On January 6th, 2021, thousands of armed — mostly White — Americans stormed the U.S. Capitol Building in Washington, D.C. seeking to invalidate the results of the 2020 presidential election. Spurred on by the President of the United States, many of his surrogates, and over 100 members of Congress, this mob hunted for politicians they deemed insufficiently loyal to Donald Trump or viewed as enemies of the Trump movement.
In itself, this action is shocking and unconscionable.
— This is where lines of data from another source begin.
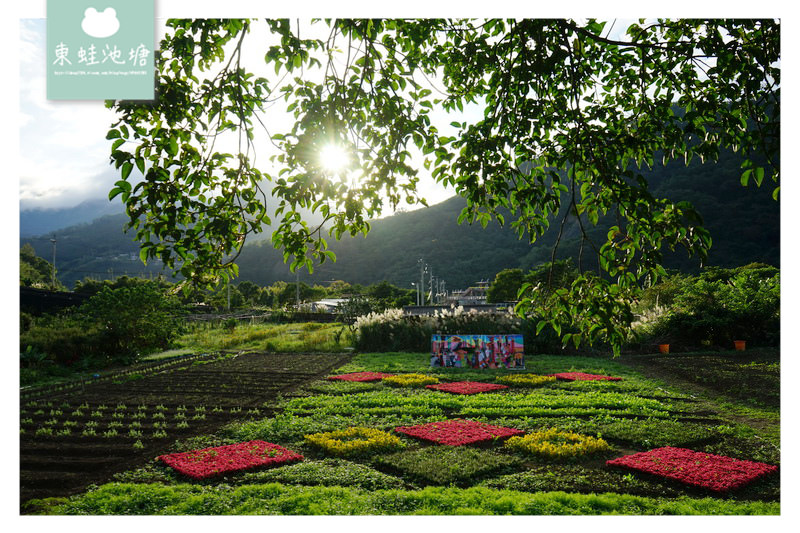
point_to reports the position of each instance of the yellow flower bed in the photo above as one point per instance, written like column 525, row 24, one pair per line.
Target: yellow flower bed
column 525, row 380
column 354, row 440
column 557, row 443
column 410, row 380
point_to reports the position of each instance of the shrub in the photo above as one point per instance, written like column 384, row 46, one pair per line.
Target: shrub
column 134, row 320
column 714, row 308
column 64, row 339
column 447, row 465
column 555, row 443
column 354, row 441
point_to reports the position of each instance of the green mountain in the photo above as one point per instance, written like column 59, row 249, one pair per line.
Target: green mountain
column 744, row 223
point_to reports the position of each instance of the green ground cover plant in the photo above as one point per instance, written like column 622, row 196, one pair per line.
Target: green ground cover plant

But to fully digest the attack — and its underlying roots — we must shine a light on the weaponization of race as a central theme.
It was the brashness of White maleness that Donald Trump carried into the White House — and invited into Statehouses — its material and deferential trappings on full display.
It was the drumbeat of “Make America Great Again” and “America First” — a reactionary attempt to de-center inclusion while giving White dominant narratives center stage.
It was four years of governance dubbing Black and Brown cities and nations as inferior; their leaders unfit.
It was and continues to be the endless, baseless, assertions of voter fraud and the illegitimacy of the vote in cities with large populations of Black and Brown residents, a systematic denigration of the very people who swung the election to President Joe Biden.
Of course, the culminating scene was a disillusioned White mob, draped in White Nationalist and White Supremacist symbology and slogans, continuing to insist their demagogic leader be installed in his rightful place atop the nation’s most powerful seat.
But, for every overt word and act asserting the superiority of the White race, there remain countless covert efforts to solidify racial hierarchies and inequity.
And it is against these efforts locally and statewide that our organization has organized and will remain vigilant.
In response to the COVID-19 pandemic and the disparate access to healthcare experienced by Black and marginalized communities, the Morgantown/Kingwood Branch of the NAACP has taken the lead on organizing testing and vaccine education. In response to national and local occurrences of police misconduct, we have led the discussion with the City Council on the development and implementation of a Civilian Policing Review and Advisory Board.
The Inauguration of a new Presidential administration may lull some into complacency. Yet whether explicit or implicit, racism on all levels will persist and so too, must anti-racist action.
• The racist ideas of illegitimate votes cannot be realized into racist policies of voter
suppression; instead we must work to enact the John Lewis Voting Rights Advancement Act.
• The racist idea of Black and Brown intellectual inferiority cannot be realized into racist school policies; instead we must closely monitor local, state, and national policy-making bodies.
• The racist idea of the innate danger of Black and Brown people cannot be realized into racist policies protecting and excusing police violence; instead we must advocate for the enactment of the George Floyd Justice in Policing Act.
The last year has created the opportunity for discussion and policy change in a way that has not existed in recent memory; we are resolved and recommit to taking advantage of that opportunity to secure the political, educational, social, and economic equality of rights in order to eliminate race-based discrimination and ensure the health and wellbeing of all persons.